# R10 Remote Code for Sony STR-DH500 Receiver?



## poulos_tim (Feb 14, 2003)

My old Sony A/V receiver died, so I picked up a Sony STR-DH500 receiver today. None of the codes shown for Sony on my DirecTV R10 seem to work with this new receiver. I've done some searching on the forums, but can't seem to find anything for this specific receiver.

I've seen some posts mentioning AV1 vs AV2 controls on the receiver, but I'm not really sure what that means or if it might help my situation.

Any help would be much appreciated.

Thanks.


----------



## Edmund (Nov 8, 2002)

Sorry but there isn't code. Sony switched codesets 8 years ago, old being AV1, new being AV2. But for a 5 or 6 years after the big switch, receivers could be set back to the old, so there wan't a big push to add a code in the tivo remotes for Av2 codeset. Now AV2 codeset is it, all Sony receivers are stuck using it, and since there hasn't been a new Dtivo remote 2005. sorry you're out of luck. 

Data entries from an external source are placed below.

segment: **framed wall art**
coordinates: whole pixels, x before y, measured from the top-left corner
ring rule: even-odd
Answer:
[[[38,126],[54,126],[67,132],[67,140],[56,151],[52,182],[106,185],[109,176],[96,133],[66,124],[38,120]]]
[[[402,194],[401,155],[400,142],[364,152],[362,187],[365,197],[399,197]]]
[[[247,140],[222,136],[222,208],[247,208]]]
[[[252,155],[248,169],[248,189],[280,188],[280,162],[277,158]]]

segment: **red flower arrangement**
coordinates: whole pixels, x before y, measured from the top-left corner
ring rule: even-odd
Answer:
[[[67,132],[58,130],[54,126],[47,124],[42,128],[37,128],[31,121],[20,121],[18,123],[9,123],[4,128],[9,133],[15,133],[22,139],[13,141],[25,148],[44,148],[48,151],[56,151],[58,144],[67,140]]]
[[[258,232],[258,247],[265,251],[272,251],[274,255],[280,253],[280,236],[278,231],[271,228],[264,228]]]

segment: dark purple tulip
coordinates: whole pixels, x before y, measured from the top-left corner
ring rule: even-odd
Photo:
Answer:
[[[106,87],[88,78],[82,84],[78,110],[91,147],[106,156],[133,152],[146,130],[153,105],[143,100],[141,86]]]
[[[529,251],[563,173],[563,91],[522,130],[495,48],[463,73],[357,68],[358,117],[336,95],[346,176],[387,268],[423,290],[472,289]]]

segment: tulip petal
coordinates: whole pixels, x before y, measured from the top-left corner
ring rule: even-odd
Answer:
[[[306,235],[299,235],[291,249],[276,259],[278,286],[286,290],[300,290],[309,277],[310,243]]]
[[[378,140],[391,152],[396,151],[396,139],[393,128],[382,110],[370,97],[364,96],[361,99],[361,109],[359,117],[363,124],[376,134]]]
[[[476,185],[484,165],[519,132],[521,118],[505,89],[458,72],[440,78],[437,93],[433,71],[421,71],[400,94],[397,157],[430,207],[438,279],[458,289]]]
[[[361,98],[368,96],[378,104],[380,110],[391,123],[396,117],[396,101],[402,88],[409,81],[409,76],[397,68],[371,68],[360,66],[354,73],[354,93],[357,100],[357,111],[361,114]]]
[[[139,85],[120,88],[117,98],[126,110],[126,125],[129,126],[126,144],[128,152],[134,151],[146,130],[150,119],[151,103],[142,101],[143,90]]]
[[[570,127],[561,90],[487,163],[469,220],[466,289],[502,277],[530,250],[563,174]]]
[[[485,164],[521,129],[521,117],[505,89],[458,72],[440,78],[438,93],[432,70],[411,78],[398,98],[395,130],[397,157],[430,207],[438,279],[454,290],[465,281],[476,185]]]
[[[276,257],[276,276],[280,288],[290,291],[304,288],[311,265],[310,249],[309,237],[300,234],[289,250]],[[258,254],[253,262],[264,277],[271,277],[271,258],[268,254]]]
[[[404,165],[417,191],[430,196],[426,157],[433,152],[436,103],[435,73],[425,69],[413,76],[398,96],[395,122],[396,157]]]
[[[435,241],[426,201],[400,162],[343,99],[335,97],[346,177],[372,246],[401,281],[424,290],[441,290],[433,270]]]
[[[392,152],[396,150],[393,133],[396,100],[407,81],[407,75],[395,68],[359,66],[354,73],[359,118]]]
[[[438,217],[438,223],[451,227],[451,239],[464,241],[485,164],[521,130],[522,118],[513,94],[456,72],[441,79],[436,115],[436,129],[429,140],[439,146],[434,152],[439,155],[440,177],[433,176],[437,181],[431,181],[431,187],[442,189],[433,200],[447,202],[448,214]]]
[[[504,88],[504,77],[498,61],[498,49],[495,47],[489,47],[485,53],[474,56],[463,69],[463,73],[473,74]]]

Like the tivo peanut? get yourself a tivo GLO remote, it has a learning feature so you can teach commands to it.


----------



## poulos_tim (Feb 14, 2003)

Not what I wanted to hear, but thanks for the information.

Don't plan on having the R10 for much longer (will upgrade to HD, which will require a new DirecTV DVR), so I guess I'll live with 2 remotes for now.


----------



## Edmund (Nov 8, 2002)

You could upgrade to the current Directv remotes now, it will control the tivo with code 01442, and the code for Sony receivers in AV2 codeset is 31758.

The NFL Logoed RF remotes is only $22. Of course the Rf remote won't control your tivo by RF, only IR.


----------



## poulos_tim (Feb 14, 2003)

Edmund,

I purchased the TiVo GLO remote and it's learning functions were able to pick up the signals for volumn up/down, mute and power for the A/V receiver. Is there some way for the power button to control both the TV and the A/V receiver? My current TiVo remote was able to power on/off both the TV and the A/V receiver with the same button, but I remember having to go through a specific set of steps to make that work.


----------



## Edmund (Nov 8, 2002)

I haven't done this myself, never owned a GLO remote, but:

http://www.tivocommunity.com/tivo-vb/showthread.php?p=4918810#post4918810


----------



## poulos_tim (Feb 14, 2003)

After a few attempts that seems to have done the trick.

Thanks.


----------